Comme Jean Christophe Cholet est pianiste, la tâche était relativement plus aisée, l’instrument conférant liberté et autonomie, une force presqu’orchestrale.
Enregistré en juin dernier, chez lui dans le Loiret, pour la prise de son du moins, cet Amnesia était sa première tentative en solo, après une carrière conséquente dans d’autres formes, orchestre grand format (Diagonal) et divers trios dont le plus long dans le temps le Cholet-Hänzig-Papaux avec ses deux amis Suisses.
Rien de révolutionnaire dans le parti-pris d'Amnesia, il ne s’agit pas de revisiter l’histoire de la musique, mais de livrer une exploration très personnelle, intime, une broderie délicate sur le temps, l’absence, le sort qui impose la “résignation” mais peut aussi favoriser l’inspiration. Comme une fenêtre ouverte sur son paysage intérieur, évoquant la photographie de la pochette, Fenêtre intérieure n°1 de Bertrand Gruyer : Une fenêtre est faite pour voir au dehors. A moins qu'elle ne décide d'arrêter la vue pour mieux nous laisser revenir en nous-même. Une réalisation sobre qui joue sur un dégradé de teintes, un halo poudré reflétant une certaine spiritualité de la couleur.
Parfaite adéquation avec l’invitation du pianiste qui nous renvoie aux irisations, aux rutilances diverses de la musique française du XXème.
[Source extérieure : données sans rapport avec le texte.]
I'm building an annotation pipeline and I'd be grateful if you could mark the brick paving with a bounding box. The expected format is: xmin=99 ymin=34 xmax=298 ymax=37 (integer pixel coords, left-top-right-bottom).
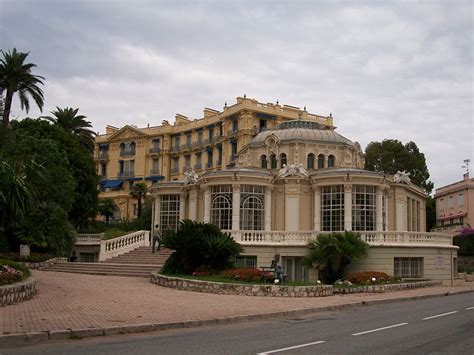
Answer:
xmin=0 ymin=270 xmax=474 ymax=335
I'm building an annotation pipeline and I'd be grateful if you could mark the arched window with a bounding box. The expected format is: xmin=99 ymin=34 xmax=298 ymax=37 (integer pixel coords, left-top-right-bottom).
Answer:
xmin=211 ymin=185 xmax=232 ymax=230
xmin=240 ymin=185 xmax=265 ymax=230
xmin=270 ymin=154 xmax=276 ymax=169
xmin=328 ymin=155 xmax=336 ymax=168
xmin=260 ymin=154 xmax=267 ymax=169
xmin=306 ymin=153 xmax=314 ymax=169
xmin=280 ymin=153 xmax=287 ymax=168
xmin=318 ymin=154 xmax=324 ymax=169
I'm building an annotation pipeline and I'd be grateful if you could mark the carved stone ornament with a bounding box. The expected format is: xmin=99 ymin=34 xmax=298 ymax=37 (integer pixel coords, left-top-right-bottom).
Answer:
xmin=184 ymin=170 xmax=199 ymax=185
xmin=278 ymin=164 xmax=309 ymax=178
xmin=237 ymin=149 xmax=250 ymax=167
xmin=393 ymin=171 xmax=411 ymax=185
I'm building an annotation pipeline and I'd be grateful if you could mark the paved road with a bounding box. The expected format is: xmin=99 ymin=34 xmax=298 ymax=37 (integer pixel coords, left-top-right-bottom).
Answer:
xmin=4 ymin=293 xmax=474 ymax=355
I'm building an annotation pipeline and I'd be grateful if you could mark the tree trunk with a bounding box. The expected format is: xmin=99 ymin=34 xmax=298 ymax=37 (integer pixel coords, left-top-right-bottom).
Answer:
xmin=3 ymin=89 xmax=13 ymax=131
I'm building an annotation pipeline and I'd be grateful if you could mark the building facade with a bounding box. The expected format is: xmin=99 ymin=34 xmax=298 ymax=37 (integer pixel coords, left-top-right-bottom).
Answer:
xmin=146 ymin=99 xmax=457 ymax=283
xmin=94 ymin=97 xmax=334 ymax=219
xmin=433 ymin=172 xmax=474 ymax=235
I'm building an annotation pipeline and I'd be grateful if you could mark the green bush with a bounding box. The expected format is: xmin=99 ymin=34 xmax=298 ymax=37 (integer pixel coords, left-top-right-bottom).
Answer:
xmin=161 ymin=219 xmax=242 ymax=274
xmin=0 ymin=259 xmax=31 ymax=286
xmin=305 ymin=231 xmax=369 ymax=284
xmin=453 ymin=234 xmax=474 ymax=256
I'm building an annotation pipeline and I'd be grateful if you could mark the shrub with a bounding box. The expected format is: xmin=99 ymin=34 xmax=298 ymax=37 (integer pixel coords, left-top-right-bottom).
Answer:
xmin=220 ymin=268 xmax=262 ymax=282
xmin=0 ymin=259 xmax=31 ymax=286
xmin=346 ymin=271 xmax=399 ymax=284
xmin=305 ymin=231 xmax=369 ymax=284
xmin=161 ymin=219 xmax=242 ymax=275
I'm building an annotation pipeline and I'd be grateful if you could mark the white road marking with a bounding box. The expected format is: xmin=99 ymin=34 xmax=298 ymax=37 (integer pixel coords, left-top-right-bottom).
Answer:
xmin=352 ymin=323 xmax=408 ymax=335
xmin=423 ymin=311 xmax=458 ymax=320
xmin=257 ymin=340 xmax=325 ymax=355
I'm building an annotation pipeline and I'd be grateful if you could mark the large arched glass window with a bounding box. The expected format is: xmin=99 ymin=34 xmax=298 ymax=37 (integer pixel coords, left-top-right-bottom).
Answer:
xmin=328 ymin=154 xmax=336 ymax=168
xmin=211 ymin=185 xmax=232 ymax=230
xmin=306 ymin=153 xmax=314 ymax=169
xmin=240 ymin=185 xmax=265 ymax=230
xmin=318 ymin=154 xmax=325 ymax=169
xmin=280 ymin=153 xmax=287 ymax=168
xmin=270 ymin=154 xmax=277 ymax=169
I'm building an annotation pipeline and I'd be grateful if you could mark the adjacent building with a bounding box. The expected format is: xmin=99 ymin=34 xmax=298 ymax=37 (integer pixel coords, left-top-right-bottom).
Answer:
xmin=433 ymin=172 xmax=474 ymax=235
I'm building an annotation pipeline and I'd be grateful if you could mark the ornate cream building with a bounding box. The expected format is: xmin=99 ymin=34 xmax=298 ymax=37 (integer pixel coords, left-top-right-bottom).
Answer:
xmin=97 ymin=97 xmax=457 ymax=282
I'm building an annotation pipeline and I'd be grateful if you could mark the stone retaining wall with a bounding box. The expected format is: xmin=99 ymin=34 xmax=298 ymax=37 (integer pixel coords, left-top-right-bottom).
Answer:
xmin=150 ymin=272 xmax=334 ymax=297
xmin=334 ymin=280 xmax=443 ymax=294
xmin=0 ymin=277 xmax=36 ymax=307
xmin=19 ymin=258 xmax=67 ymax=270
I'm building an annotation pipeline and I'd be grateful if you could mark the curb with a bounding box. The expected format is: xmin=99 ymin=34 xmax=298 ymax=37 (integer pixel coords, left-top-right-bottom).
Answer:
xmin=0 ymin=290 xmax=474 ymax=348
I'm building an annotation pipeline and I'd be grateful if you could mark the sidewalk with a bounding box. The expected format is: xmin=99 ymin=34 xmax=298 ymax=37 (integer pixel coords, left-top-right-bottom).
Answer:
xmin=0 ymin=270 xmax=474 ymax=344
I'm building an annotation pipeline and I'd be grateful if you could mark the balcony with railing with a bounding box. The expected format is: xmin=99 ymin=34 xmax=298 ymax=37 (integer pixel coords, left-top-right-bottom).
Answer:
xmin=149 ymin=147 xmax=161 ymax=154
xmin=119 ymin=170 xmax=135 ymax=178
xmin=225 ymin=230 xmax=456 ymax=248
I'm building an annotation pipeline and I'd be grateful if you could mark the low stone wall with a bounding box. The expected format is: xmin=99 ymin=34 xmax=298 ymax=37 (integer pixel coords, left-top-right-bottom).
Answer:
xmin=334 ymin=280 xmax=443 ymax=294
xmin=150 ymin=272 xmax=334 ymax=297
xmin=19 ymin=258 xmax=67 ymax=269
xmin=0 ymin=277 xmax=36 ymax=307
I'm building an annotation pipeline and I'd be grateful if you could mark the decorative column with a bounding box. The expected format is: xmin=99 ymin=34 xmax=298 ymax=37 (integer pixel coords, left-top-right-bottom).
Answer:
xmin=264 ymin=186 xmax=272 ymax=231
xmin=375 ymin=186 xmax=383 ymax=231
xmin=344 ymin=184 xmax=352 ymax=231
xmin=152 ymin=195 xmax=163 ymax=230
xmin=313 ymin=186 xmax=321 ymax=231
xmin=203 ymin=186 xmax=211 ymax=223
xmin=179 ymin=193 xmax=186 ymax=221
xmin=232 ymin=185 xmax=240 ymax=230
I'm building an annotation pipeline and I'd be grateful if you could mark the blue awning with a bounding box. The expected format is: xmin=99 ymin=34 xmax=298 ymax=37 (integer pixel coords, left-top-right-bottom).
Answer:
xmin=104 ymin=179 xmax=122 ymax=189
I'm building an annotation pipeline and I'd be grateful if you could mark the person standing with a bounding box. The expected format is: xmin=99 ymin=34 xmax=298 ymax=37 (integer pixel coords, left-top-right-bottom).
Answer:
xmin=151 ymin=224 xmax=161 ymax=253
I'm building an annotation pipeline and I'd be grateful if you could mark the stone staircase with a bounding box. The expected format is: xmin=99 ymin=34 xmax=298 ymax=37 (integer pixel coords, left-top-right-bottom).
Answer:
xmin=43 ymin=246 xmax=172 ymax=277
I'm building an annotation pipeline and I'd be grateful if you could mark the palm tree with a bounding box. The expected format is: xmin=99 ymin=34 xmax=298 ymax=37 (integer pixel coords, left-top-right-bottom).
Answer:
xmin=0 ymin=48 xmax=44 ymax=129
xmin=130 ymin=182 xmax=148 ymax=218
xmin=305 ymin=231 xmax=369 ymax=284
xmin=43 ymin=107 xmax=95 ymax=153
xmin=98 ymin=198 xmax=117 ymax=225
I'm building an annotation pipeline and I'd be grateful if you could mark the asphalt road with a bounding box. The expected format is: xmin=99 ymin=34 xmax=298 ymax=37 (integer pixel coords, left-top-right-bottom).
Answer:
xmin=0 ymin=293 xmax=474 ymax=355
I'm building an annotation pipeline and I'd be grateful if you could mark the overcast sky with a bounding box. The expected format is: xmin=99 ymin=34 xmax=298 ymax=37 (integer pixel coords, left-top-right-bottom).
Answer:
xmin=0 ymin=0 xmax=474 ymax=188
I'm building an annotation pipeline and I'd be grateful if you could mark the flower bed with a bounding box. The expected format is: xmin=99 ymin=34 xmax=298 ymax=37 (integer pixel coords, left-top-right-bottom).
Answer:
xmin=150 ymin=271 xmax=334 ymax=297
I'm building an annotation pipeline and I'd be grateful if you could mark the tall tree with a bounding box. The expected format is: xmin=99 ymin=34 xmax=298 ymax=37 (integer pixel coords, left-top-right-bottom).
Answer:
xmin=365 ymin=139 xmax=433 ymax=193
xmin=0 ymin=48 xmax=44 ymax=130
xmin=44 ymin=107 xmax=95 ymax=153
xmin=130 ymin=182 xmax=148 ymax=218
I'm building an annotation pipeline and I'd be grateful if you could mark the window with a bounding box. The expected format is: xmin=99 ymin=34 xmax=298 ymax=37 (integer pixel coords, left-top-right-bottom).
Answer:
xmin=211 ymin=185 xmax=232 ymax=230
xmin=235 ymin=255 xmax=257 ymax=269
xmin=352 ymin=185 xmax=376 ymax=231
xmin=448 ymin=196 xmax=454 ymax=208
xmin=321 ymin=185 xmax=344 ymax=231
xmin=160 ymin=195 xmax=179 ymax=231
xmin=280 ymin=153 xmax=287 ymax=168
xmin=150 ymin=158 xmax=160 ymax=175
xmin=439 ymin=198 xmax=444 ymax=211
xmin=240 ymin=185 xmax=265 ymax=230
xmin=393 ymin=258 xmax=423 ymax=278
xmin=270 ymin=154 xmax=277 ymax=169
xmin=318 ymin=154 xmax=325 ymax=169
xmin=328 ymin=155 xmax=336 ymax=168
xmin=207 ymin=149 xmax=212 ymax=168
xmin=306 ymin=153 xmax=314 ymax=169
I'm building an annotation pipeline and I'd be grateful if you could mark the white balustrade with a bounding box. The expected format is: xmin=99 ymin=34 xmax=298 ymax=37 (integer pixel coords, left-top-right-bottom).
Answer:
xmin=224 ymin=230 xmax=453 ymax=246
xmin=99 ymin=230 xmax=150 ymax=261
xmin=76 ymin=233 xmax=105 ymax=245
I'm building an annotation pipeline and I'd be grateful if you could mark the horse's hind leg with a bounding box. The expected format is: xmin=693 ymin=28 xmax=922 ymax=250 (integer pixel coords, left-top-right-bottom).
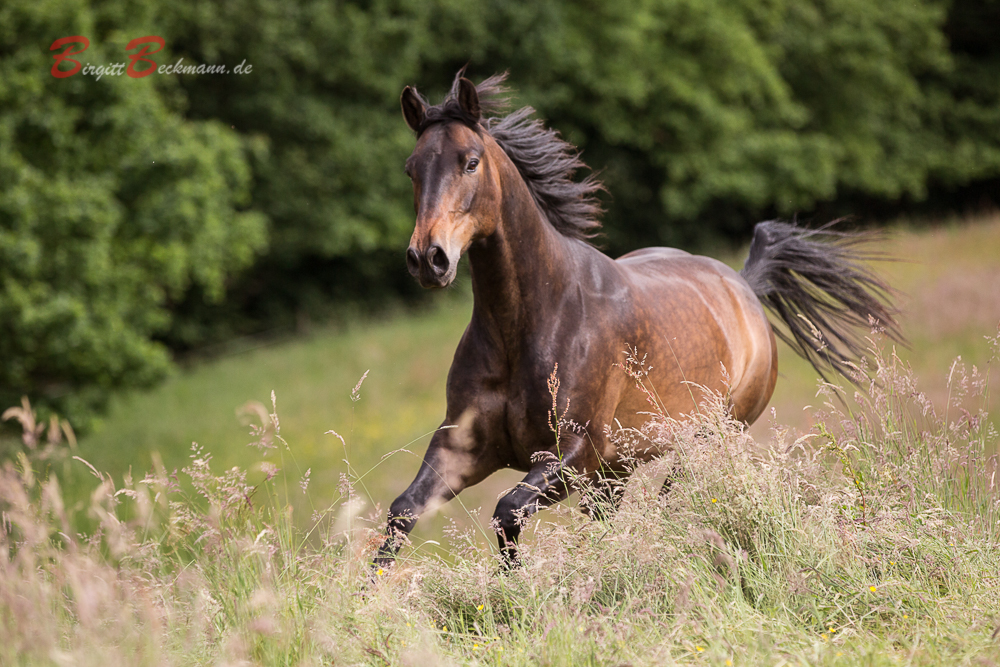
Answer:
xmin=493 ymin=442 xmax=596 ymax=568
xmin=660 ymin=466 xmax=682 ymax=498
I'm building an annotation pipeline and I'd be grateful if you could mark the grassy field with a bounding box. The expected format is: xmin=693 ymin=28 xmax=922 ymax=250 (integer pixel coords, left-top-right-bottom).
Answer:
xmin=0 ymin=216 xmax=1000 ymax=665
xmin=54 ymin=217 xmax=1000 ymax=547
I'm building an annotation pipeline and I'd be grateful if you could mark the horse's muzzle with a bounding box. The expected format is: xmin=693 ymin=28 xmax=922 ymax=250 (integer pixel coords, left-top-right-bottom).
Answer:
xmin=406 ymin=243 xmax=455 ymax=287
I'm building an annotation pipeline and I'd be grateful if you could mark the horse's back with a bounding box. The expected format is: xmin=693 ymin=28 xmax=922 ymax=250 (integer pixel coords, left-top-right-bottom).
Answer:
xmin=617 ymin=248 xmax=777 ymax=422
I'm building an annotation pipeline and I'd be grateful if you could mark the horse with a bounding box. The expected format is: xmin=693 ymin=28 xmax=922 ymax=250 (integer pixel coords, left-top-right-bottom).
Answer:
xmin=374 ymin=70 xmax=898 ymax=568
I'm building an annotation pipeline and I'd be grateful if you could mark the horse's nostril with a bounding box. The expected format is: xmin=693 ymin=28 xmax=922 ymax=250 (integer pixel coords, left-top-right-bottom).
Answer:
xmin=427 ymin=245 xmax=449 ymax=274
xmin=406 ymin=247 xmax=420 ymax=276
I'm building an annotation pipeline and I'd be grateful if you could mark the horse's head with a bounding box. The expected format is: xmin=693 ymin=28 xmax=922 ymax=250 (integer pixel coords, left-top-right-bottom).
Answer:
xmin=400 ymin=78 xmax=499 ymax=287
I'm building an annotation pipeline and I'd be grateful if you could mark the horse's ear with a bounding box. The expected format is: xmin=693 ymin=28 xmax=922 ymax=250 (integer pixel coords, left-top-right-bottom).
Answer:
xmin=458 ymin=76 xmax=481 ymax=122
xmin=399 ymin=86 xmax=427 ymax=132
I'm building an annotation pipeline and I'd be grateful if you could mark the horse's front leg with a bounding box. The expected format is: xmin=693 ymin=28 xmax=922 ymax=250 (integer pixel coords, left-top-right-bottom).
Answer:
xmin=375 ymin=422 xmax=499 ymax=568
xmin=493 ymin=438 xmax=596 ymax=569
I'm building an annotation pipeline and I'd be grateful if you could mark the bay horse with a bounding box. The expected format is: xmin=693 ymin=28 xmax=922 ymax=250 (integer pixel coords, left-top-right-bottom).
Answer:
xmin=375 ymin=72 xmax=897 ymax=567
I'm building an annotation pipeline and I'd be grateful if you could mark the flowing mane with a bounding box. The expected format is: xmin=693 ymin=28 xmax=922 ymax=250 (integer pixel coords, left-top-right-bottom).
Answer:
xmin=406 ymin=68 xmax=604 ymax=240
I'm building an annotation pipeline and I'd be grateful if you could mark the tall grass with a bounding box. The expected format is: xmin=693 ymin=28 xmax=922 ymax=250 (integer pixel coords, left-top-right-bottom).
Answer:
xmin=0 ymin=334 xmax=1000 ymax=666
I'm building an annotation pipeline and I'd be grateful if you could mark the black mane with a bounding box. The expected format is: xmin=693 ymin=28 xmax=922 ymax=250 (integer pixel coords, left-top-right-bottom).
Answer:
xmin=414 ymin=68 xmax=604 ymax=240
Autant de signes, de passages qui ne répondent à aucune nostalgie puisqu’il y a volonté d’effacer le souvenir, conscient du moins, mais de laisser advenir échos, hommages fugitifs, brèves rencontres en différents climats harmoniques. Une sorte de récital, tout un art de petites pièces, libres, subtiles, aux motifs parfois répétés comme dans ce “Casse-tête”ou cet “Impatient” qui portent si bien leur titre, des improvisations colorées, fougueuses, larguant quelques amarres ou plus délicatement impressionnistes.
On se laisse volontiers entraîner par cette suite qui déferle, cet album vibrant, composé sur le vif, comme dans cet “Aimer se perdre” qui résume le programme, du moins l’état d’esprit du pianiste. Un tour de force -l’actualité rendant créatif, dans l’art d’accommoder et d’acclimater l’instrument à ses humeurs. Singulier pluriel, il n’a jamais mieux raisonné, ce piano.
D’ailleurs, après avoir sorti ces pièces inédites, Jean Christophe Cholet décida de les faire suivre de concerts, dès que possible. Ainsi, son Amnesia put être entendu au Memento à Auch, en octobre dernier. Avouez que cela ne pouvait tomber mieux!